It isn’t often that pop culture focuses on estate planning, and what movies include is often inaccurate or misleading. Many viewers watching Taylor Swift’s recent music video might chuckle at the extended scene involving a family altercation as they read her will. Her two imaginary children react in horror as they realize she has only left them $0.13 in her will, and the scene devolves into a dramatic fight.
While some people may look for the symbolic meaning behind that move, it is actually a savvy estate planning strategy utilized by those in high-conflict family situations. Leaving a small inheritance is often a successful means of disinheriting someone who lacks a statutory right to an inheritance.
Disinheriting people can be difficult
Children with wealthy parents and other family members with significant resources feel a sense of entitlement. They think that they should receive certain assets from the estate by virtue of their legal or biological connection with the testator, regardless of the actual state of their relationship.
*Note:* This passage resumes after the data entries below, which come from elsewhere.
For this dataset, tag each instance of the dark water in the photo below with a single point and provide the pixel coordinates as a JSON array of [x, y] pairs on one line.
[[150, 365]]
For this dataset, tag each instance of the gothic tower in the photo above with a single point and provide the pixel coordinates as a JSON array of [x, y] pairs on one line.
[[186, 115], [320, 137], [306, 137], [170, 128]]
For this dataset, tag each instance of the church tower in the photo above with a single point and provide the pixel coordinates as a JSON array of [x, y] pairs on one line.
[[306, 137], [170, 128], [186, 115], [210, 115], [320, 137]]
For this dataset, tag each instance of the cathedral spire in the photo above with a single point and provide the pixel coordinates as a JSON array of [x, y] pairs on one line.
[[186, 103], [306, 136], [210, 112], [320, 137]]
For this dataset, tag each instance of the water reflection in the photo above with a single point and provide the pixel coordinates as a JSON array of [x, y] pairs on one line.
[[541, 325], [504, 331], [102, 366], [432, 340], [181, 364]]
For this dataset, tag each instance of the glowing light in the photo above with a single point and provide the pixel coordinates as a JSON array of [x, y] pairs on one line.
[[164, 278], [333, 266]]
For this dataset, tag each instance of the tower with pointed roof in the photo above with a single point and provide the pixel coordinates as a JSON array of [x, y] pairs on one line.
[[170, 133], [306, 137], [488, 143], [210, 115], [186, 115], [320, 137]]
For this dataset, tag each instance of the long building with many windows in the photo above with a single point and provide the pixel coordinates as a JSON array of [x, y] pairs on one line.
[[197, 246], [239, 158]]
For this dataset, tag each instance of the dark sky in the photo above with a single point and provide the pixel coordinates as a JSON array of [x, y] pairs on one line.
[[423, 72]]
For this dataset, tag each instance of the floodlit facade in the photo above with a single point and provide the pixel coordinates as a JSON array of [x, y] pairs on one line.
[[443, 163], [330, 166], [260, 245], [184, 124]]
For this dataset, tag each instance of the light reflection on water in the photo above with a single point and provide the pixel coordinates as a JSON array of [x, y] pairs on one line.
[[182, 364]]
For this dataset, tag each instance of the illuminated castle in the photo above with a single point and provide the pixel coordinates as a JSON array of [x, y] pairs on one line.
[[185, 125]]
If someone with a sizable estate decides to disinherit their children, they typically need to do so directly in their documents. The choice to not include certain family members as beneficiaries isn’t always enough. Children and other close relatives could challenge the estate plan in probate court in such a scenario, possibly by making a claim that the testator accidentally forgot them.
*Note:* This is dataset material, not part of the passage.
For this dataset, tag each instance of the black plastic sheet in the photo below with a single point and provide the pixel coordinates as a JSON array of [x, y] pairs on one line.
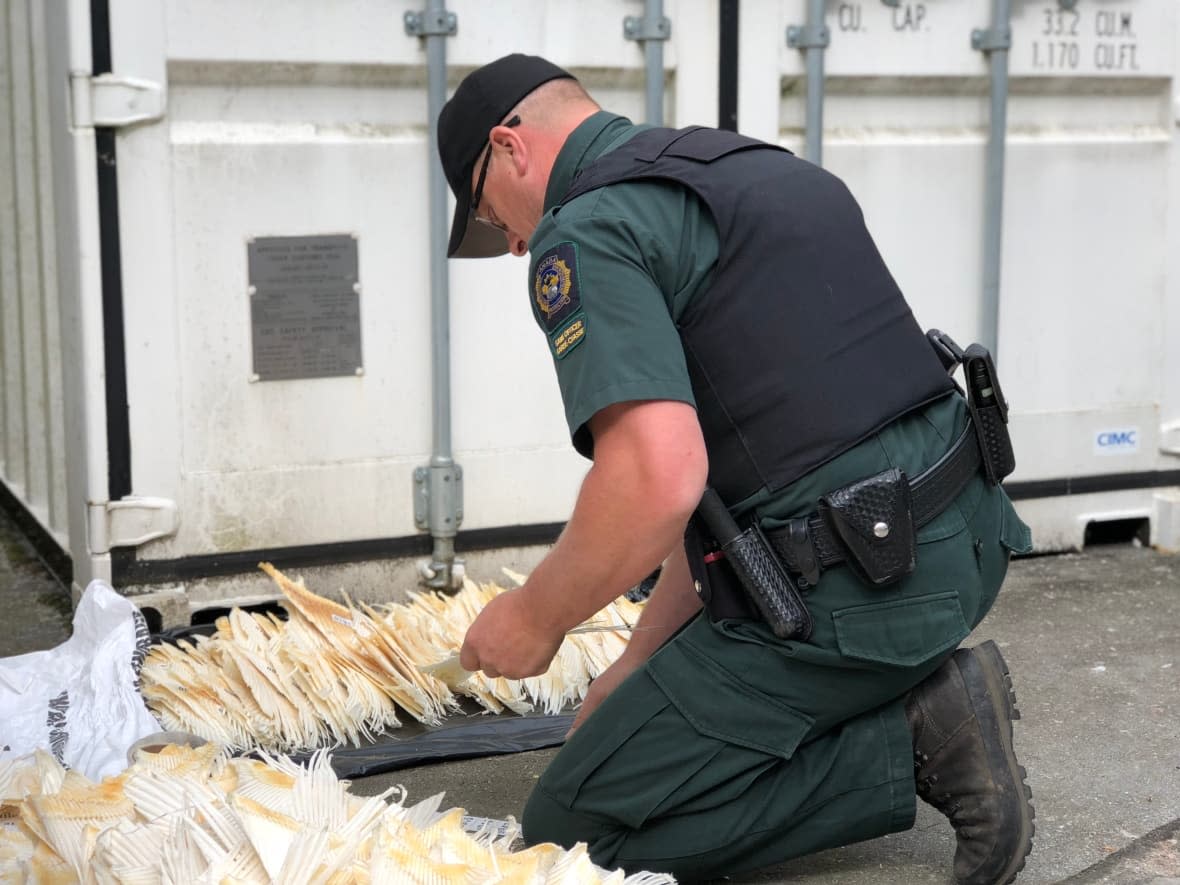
[[472, 739]]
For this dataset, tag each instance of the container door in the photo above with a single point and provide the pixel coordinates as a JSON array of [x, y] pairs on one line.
[[274, 280]]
By leaving a specific, small amount to certain family members, those who want to prevent probate challenges and effectively disinherit certain family members can achieve both goals simultaneously.
How else can you limit people’s inheritance?
Other than explicitly stating that you disinherited someone in your will or leaving them a very small amount of money or a single physical object, you might also consider adding a trust to your estate plan. Trusts retain control over your property and can be a powerful way to limit what assets pass through probate and would therefore be subject to claims by family members.
Identifying your personal estate planning goals can help you employ the right tactics to achieve your wishes after your death.